3DO ZONE Forums

quake Engine on the Jaguar (Scrummy posts)
Page 2 of 2

Author:  a31chris [ Tue Nov 11, 2014 2:38 am ]
Post subject:  Re: quake Engine on the Jaguar (Scrummy posts)

And here we go. Preliminary texture mapping tests:


Author:  a31chris [ Wed Nov 12, 2014 3:11 am ]
Post subject:  Re: quake Engine on the Jaguar (Scrummy posts)

dml wrote:
So if anyone wants to have a go at it on the Falcon (or another retro box with a RISC chip inside), here's how the mapper works:

First you need to build a table of coefficients for quadratic equations, offline.

This involves solving and storing A,B,C terms in order to later query y=(Ax^2+Bx+C) for any (x), where (x) is essentially the scene (z) term for a given pixel, and the result (y) approximates (1/z).
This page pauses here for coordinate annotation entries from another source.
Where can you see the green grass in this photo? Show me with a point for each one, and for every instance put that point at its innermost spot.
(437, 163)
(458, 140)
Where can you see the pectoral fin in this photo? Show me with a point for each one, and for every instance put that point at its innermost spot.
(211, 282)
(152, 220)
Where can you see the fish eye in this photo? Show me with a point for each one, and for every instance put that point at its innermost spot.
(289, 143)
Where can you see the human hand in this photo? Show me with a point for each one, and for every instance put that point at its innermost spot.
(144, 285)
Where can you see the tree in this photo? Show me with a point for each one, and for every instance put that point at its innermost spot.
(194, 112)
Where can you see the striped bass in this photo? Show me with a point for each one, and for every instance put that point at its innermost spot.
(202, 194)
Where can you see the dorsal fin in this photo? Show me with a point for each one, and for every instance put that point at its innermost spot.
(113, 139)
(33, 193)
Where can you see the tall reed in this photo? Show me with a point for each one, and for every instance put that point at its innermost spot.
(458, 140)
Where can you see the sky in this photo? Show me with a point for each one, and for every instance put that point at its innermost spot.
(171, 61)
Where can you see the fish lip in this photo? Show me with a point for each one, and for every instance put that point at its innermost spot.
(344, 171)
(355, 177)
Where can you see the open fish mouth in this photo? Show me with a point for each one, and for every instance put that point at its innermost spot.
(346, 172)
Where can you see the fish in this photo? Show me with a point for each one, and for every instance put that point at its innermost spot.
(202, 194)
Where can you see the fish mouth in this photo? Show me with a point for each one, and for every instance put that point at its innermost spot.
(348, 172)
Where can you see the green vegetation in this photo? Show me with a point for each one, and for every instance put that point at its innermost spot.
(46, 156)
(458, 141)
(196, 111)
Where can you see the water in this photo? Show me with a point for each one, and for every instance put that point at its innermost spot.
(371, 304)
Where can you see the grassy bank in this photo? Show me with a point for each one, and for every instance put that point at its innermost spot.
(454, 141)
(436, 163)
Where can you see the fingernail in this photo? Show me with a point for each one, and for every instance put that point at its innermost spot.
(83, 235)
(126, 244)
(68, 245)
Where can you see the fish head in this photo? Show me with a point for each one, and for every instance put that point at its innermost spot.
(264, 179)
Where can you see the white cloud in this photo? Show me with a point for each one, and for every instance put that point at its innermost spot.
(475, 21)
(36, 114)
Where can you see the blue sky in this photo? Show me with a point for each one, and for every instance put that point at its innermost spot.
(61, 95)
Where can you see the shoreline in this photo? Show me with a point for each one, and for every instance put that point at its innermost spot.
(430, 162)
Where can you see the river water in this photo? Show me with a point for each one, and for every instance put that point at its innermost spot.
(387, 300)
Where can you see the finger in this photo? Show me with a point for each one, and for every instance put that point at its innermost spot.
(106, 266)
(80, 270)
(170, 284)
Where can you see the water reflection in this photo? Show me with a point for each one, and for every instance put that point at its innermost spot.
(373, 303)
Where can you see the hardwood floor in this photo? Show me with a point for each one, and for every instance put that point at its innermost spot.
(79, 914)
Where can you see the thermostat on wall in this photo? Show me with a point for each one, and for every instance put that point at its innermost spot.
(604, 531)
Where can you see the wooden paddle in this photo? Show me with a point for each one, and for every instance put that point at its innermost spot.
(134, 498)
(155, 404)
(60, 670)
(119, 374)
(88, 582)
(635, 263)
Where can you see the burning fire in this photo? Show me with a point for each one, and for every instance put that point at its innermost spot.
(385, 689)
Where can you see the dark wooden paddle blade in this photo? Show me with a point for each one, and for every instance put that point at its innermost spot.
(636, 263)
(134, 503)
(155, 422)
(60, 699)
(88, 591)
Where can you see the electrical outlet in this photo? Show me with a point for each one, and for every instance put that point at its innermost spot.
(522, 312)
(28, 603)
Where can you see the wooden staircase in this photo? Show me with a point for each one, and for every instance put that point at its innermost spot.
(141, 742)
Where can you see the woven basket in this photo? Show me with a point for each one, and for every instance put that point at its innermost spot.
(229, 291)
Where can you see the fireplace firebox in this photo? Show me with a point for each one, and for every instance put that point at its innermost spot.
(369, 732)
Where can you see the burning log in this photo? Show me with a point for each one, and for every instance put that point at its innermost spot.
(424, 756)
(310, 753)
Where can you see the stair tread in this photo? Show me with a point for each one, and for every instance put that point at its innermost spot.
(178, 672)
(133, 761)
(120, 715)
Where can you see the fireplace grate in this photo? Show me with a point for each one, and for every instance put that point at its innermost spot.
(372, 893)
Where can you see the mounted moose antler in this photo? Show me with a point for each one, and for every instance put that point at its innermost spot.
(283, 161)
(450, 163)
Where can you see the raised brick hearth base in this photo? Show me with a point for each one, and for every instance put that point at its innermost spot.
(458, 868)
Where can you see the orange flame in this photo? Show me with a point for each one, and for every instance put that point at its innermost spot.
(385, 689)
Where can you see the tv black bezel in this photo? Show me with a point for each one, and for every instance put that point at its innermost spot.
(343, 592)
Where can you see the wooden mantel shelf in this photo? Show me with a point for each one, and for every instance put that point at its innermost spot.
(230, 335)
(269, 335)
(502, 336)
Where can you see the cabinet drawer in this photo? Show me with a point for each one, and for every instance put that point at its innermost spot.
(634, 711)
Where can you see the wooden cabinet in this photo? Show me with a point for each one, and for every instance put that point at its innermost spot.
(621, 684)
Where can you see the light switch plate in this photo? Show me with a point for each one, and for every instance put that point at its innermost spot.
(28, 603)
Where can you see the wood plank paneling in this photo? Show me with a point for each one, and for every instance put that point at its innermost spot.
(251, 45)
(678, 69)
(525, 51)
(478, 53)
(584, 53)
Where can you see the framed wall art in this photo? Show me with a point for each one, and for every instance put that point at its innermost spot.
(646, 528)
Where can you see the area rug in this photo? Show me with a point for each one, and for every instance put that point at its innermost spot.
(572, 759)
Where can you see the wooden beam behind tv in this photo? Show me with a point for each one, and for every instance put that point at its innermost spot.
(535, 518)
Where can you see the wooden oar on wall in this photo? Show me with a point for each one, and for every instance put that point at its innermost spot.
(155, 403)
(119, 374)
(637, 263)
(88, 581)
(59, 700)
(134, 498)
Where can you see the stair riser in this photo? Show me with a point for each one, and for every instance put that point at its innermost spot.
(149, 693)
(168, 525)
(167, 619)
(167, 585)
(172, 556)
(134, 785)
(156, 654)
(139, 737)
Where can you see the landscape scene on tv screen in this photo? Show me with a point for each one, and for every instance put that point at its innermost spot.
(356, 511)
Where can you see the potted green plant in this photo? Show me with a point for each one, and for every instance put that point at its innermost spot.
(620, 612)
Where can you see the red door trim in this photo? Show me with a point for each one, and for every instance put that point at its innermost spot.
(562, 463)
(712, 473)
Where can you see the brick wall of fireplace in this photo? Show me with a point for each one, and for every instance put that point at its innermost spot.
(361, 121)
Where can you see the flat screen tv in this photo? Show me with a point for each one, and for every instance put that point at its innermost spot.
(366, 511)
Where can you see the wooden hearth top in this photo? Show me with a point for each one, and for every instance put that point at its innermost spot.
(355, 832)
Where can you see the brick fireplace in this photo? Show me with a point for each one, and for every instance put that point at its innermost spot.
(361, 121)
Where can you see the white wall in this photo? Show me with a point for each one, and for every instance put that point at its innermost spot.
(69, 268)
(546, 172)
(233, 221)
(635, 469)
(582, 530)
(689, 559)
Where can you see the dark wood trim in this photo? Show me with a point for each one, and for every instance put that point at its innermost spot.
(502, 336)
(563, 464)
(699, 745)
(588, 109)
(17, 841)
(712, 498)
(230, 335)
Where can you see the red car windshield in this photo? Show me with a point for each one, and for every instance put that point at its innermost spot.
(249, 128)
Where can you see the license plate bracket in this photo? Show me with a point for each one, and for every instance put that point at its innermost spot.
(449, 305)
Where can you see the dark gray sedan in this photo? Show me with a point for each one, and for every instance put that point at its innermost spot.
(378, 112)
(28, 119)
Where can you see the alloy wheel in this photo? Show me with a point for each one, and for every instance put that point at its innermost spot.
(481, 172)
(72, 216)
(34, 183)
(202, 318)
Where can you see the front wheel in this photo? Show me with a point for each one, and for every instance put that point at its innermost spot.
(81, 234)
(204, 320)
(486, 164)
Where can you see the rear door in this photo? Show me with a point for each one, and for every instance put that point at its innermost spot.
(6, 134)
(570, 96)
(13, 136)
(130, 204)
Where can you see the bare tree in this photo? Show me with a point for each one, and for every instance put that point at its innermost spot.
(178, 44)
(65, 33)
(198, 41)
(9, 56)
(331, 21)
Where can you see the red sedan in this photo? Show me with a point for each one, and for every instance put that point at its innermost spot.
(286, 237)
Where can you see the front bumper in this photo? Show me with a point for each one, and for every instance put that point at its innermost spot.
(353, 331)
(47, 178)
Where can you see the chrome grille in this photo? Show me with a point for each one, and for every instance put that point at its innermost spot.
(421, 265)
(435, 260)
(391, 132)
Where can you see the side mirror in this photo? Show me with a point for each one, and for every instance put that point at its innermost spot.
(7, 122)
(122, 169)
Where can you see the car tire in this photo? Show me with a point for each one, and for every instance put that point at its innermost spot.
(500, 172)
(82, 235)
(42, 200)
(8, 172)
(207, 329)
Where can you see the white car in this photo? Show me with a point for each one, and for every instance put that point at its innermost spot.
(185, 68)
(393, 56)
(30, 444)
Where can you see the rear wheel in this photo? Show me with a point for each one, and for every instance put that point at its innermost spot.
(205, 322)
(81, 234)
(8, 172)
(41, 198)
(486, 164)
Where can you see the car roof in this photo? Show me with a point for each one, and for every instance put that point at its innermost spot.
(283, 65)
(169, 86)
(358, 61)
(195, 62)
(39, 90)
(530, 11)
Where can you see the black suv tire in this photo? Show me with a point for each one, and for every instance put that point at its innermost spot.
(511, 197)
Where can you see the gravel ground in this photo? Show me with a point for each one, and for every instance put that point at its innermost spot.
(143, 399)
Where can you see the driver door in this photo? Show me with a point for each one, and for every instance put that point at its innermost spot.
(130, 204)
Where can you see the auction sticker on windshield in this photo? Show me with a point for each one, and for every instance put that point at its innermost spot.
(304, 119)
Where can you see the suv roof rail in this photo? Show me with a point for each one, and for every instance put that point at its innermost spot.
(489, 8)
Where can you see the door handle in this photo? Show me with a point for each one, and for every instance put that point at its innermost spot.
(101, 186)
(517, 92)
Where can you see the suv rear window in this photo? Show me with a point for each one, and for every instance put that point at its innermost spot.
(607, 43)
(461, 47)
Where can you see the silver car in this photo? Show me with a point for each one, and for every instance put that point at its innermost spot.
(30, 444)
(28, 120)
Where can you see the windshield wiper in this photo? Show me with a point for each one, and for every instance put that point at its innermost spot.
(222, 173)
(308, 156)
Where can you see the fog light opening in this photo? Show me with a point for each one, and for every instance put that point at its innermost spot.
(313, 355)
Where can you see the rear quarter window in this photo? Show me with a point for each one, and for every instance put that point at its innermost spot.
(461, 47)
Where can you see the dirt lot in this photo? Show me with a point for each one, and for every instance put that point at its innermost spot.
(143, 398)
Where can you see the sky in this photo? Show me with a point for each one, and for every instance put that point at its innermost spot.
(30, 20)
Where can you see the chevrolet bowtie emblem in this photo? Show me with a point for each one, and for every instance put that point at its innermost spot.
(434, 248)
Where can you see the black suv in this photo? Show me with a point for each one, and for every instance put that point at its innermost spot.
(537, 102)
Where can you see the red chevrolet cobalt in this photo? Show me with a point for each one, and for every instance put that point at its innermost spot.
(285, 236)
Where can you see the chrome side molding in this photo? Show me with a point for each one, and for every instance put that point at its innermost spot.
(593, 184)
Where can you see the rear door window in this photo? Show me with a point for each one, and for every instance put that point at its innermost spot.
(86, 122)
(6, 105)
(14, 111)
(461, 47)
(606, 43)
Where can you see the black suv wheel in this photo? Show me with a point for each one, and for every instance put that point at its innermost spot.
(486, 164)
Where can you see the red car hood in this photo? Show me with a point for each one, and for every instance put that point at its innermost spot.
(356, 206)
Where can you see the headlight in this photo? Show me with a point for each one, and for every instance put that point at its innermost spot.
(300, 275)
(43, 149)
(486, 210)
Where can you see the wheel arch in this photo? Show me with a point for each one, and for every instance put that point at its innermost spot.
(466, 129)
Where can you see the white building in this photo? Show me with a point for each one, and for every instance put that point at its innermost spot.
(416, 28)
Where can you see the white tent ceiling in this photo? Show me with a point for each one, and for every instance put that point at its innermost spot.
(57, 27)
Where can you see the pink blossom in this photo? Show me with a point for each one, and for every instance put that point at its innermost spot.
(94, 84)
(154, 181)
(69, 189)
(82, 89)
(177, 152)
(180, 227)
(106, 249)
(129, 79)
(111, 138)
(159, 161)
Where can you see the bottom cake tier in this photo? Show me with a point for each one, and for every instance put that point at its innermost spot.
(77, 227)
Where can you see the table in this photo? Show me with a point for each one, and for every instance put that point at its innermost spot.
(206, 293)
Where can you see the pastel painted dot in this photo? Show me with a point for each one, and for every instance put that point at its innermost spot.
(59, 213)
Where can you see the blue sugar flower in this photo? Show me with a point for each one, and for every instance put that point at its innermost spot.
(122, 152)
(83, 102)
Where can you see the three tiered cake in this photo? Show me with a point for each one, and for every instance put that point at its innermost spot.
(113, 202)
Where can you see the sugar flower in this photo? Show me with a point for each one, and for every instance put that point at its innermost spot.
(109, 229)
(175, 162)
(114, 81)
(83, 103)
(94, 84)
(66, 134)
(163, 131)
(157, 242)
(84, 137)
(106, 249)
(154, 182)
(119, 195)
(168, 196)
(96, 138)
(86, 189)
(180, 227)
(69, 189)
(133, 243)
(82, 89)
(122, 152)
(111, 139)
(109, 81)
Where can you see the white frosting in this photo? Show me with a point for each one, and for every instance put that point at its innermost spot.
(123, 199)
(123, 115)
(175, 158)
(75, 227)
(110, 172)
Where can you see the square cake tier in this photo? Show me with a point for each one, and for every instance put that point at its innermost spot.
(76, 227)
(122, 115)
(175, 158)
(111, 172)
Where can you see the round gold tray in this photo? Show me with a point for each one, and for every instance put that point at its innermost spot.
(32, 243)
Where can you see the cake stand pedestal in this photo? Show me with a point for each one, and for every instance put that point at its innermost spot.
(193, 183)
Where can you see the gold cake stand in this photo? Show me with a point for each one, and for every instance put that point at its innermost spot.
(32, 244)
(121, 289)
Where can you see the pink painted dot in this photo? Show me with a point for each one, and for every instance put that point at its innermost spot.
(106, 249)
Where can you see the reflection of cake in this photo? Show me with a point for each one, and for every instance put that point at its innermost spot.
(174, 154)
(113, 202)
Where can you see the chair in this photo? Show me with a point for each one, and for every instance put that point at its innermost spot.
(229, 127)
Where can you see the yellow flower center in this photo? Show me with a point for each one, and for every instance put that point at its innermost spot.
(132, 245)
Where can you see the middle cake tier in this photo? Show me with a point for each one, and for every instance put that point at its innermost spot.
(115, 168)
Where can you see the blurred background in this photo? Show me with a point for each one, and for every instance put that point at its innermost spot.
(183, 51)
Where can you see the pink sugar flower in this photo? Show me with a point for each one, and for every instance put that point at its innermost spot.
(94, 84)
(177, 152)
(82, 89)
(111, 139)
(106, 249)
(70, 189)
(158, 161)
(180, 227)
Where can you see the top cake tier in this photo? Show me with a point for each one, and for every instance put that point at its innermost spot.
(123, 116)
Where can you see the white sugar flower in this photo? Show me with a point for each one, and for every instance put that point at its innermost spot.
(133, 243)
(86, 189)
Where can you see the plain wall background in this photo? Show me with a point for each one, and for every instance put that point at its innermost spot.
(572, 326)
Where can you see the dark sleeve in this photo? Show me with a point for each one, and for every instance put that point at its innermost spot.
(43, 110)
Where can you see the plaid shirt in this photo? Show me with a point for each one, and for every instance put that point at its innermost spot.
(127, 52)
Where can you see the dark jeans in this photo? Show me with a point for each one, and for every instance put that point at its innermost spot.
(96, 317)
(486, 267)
I'm using a table of 1024 equations but you can optimize in either direction to save space or gain range/accuracy.

It should be possible to use linear equations if the table is big enough, and perhaps save some cycles while still getting a decent(ish) approximation - but for the Falcon's DSP it's not much trouble to just do it properly.

Note that the table stores equations - triplets, not single values. This means you're performing a lookup on a set of curves - not single value samples.

Generating the table is a bit hard - it involves performing a best-fit on equations using a set of sample points on each curve. I use subdivision but random sampling may work. For most of the table entries, the same 3 points will converge to the best fit, but for entries near the ends of the table the choices will move due to clamping effects enforced on A,B,C for the legal fixedpoint range. It's important to be aware of this detail or you'll get stuck. There are a few gotchas involved in generating the table and due to the nature of best-fit algorithms, you can end up with a broken solver that looks like it is nearly working - beware.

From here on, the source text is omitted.